Early December Unravelings

It was a hectic week, which means not much knitting got accomplished. Nothing old is done. Nothing new is started. Tomorrow I vow to do one or the other.

I’ve done better on the reading front. I read the first chapter of The Muse of Nightmares, which is dark (duh!) and kind of maybe don’t want to read it right now. I was able to renew it, so maybe I’ll put it aside and try again next week. I have plenty of other paper books to choose from, including Glad Tidings, two holiday romance novellas which have been perfectly adequate bathroom reading but seem unlikely to advance beyond that. I think I’ll finish The Wolves of Willoughby Chase next, provided I can lay hands on it quickly. Otherwise, Christmas Caramel Murder, Christmas at Eagle Pond, and Ghosts of Greenglass House are the leading contenders to read next.

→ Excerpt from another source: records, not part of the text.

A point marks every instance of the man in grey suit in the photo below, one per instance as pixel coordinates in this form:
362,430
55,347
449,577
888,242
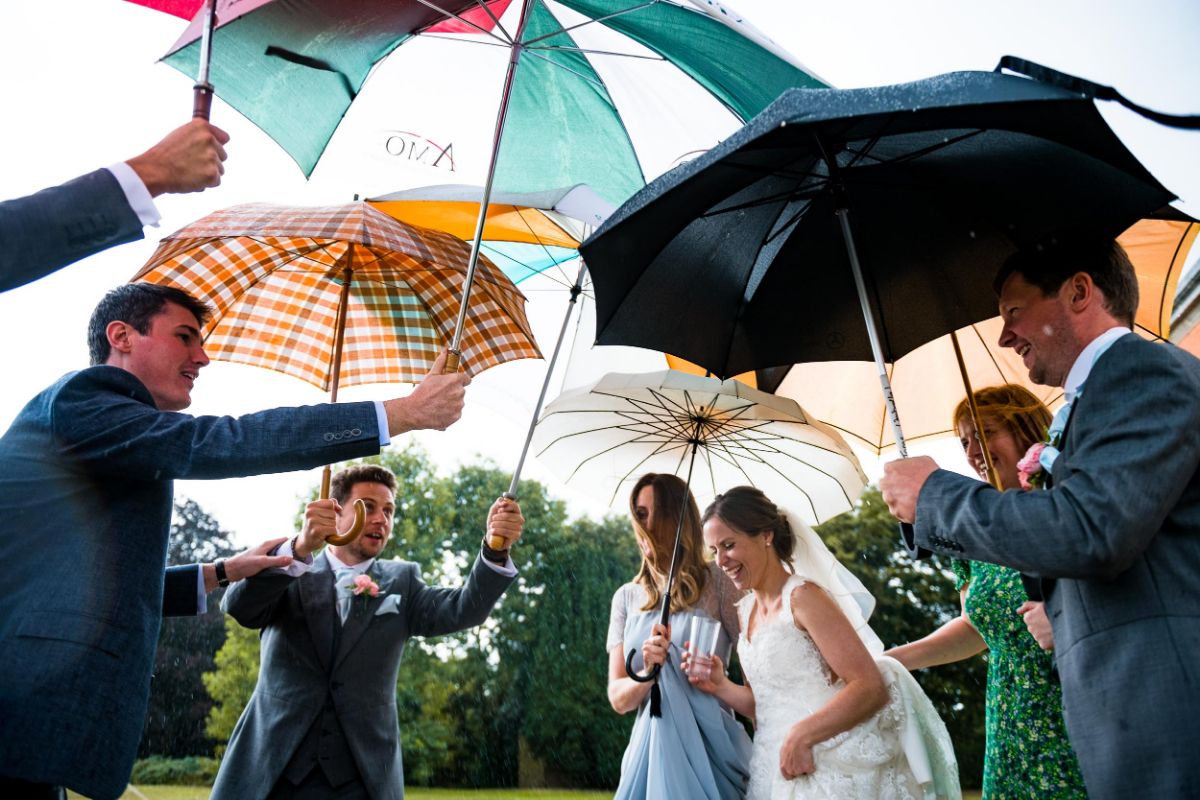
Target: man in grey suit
87,474
322,721
61,224
1119,525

I’m listening to Michelle Obama’s Becoming, which she reads, and I now feel like I have a wise girlfriend keeping me company while I wash the dishes at night. I also have Christmas at Little Beach Street Bakery out on audio, which is by the same author who wrote The Bookshop on the Corner, which was fine, but nothing particularly special. I’ve listened to the first few chapters, because a lot of people seem to really think it’s sweet, but I’m not sure I’m invested enough after the first few chapters to keep going. There’s probably another half hour before we learn what the driving force of this book’s plot is going to be (there’s been almost 45 minutes of set-up so far), so I suppose I’ll give it that much. Otherwise, I’ll probably just return to hanging out with Michelle.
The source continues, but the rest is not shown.